My family absolutely loves this Apple Butter Pie. The first time I made it, the warm, cinnamon-infused aroma filled our kitchen, instantly drawing everyone in. My husband couldn’t wait for it to cool before sneaking a slice, and now it’s become a must-have for our holiday dinners. Each bite brings back fond memories of laughter and togetherness, making this pie a cherished family tradition.
Why This Apple Butter Pie?
- Rich and Creamy: Combines the smooth texture of custard with the rich flavor of apple butter.
- Simple Ingredients: Uses everyday ingredients like eggs, sugar, and cinnamon for a homemade touch.
- Perfectly Spiced: A hint of cinnamon adds warmth and depth to the pie.
- Easy to Make: Straightforward steps make this pie perfect for bakers of all levels.
- Great for Gatherings: Ideal for holidays, potlucks, and family dinners.
Ingredients:
- ½ cup (120 g) apple butter
- 2 large eggs
- ½ cup (100 g) white sugar
- 2 tablespoons (16 g) cornstarch
- 1 teaspoon (2 g) cinnamon
- 2 cups (480 ml) whole milk*
- Pastry for 1 9-inch pie crust
Directions:
- Preheat your oven to 375°F (190°C).
- In a medium-sized bowl, beat the eggs until smooth. Add the sugar, cornstarch, cinnamon, and apple butter, mixing well until combined.

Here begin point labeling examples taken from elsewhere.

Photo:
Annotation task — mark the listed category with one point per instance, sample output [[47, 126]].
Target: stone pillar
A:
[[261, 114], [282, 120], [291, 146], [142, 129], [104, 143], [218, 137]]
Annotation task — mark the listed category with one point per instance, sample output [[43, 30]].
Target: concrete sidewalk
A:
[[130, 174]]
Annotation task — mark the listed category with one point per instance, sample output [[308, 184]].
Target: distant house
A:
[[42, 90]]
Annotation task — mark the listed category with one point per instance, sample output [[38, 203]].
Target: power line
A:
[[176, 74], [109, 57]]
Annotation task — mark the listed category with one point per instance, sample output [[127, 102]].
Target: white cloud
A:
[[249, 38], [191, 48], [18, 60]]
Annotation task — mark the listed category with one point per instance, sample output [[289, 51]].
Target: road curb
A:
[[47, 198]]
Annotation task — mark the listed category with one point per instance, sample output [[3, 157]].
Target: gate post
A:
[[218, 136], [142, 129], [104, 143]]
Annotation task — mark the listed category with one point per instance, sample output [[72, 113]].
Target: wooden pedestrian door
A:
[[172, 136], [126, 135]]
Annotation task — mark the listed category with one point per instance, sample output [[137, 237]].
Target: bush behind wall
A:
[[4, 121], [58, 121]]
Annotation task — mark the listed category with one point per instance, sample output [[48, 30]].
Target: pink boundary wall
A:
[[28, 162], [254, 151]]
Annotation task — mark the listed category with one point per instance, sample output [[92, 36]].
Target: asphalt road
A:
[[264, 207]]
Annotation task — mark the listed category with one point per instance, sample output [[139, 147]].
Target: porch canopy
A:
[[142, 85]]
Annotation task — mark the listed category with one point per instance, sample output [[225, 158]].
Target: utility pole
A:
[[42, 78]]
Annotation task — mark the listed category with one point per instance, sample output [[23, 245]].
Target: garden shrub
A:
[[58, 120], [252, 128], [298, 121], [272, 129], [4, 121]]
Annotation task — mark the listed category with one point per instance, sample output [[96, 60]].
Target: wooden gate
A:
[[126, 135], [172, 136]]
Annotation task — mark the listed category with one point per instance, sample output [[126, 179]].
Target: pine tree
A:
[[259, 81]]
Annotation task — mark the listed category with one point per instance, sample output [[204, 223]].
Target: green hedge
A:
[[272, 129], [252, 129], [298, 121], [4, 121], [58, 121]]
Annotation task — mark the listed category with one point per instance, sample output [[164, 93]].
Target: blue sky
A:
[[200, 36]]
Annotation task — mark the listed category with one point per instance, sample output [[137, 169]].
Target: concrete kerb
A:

- Gradually add the milk, whisking until the mixture is smooth and well blended.
- Roll out the pastry and press it into a 9-inch pie plate that has been lightly sprayed with cooking spray.
- Pour the filling into the unbaked pie crust. Use a spoon to gently stir the filling once it’s in the crust to ensure even distribution of ingredients.
- Bake the pie for 60-65 minutes, or until the center is set but still slightly jiggly. A knife inserted in the center should come out nearly clean.
- Let the pie cool in the pie plate on a wire rack. Allow it to set completely before slicing.
- Once cooled, store the pie in the refrigerator.
Notes:
- Substitutions: You can use a store-bought pie crust if you’re short on time.
- Dairy-Free Option: Substitute whole milk with almond milk or any other dairy-free milk.
- Serving Tip: This pie pairs wonderfully with a dollop of whipped cream or a scoop of vanilla ice cream.
- Storage: Keep the pie refrigerated and consume within 3-4 days for best freshness.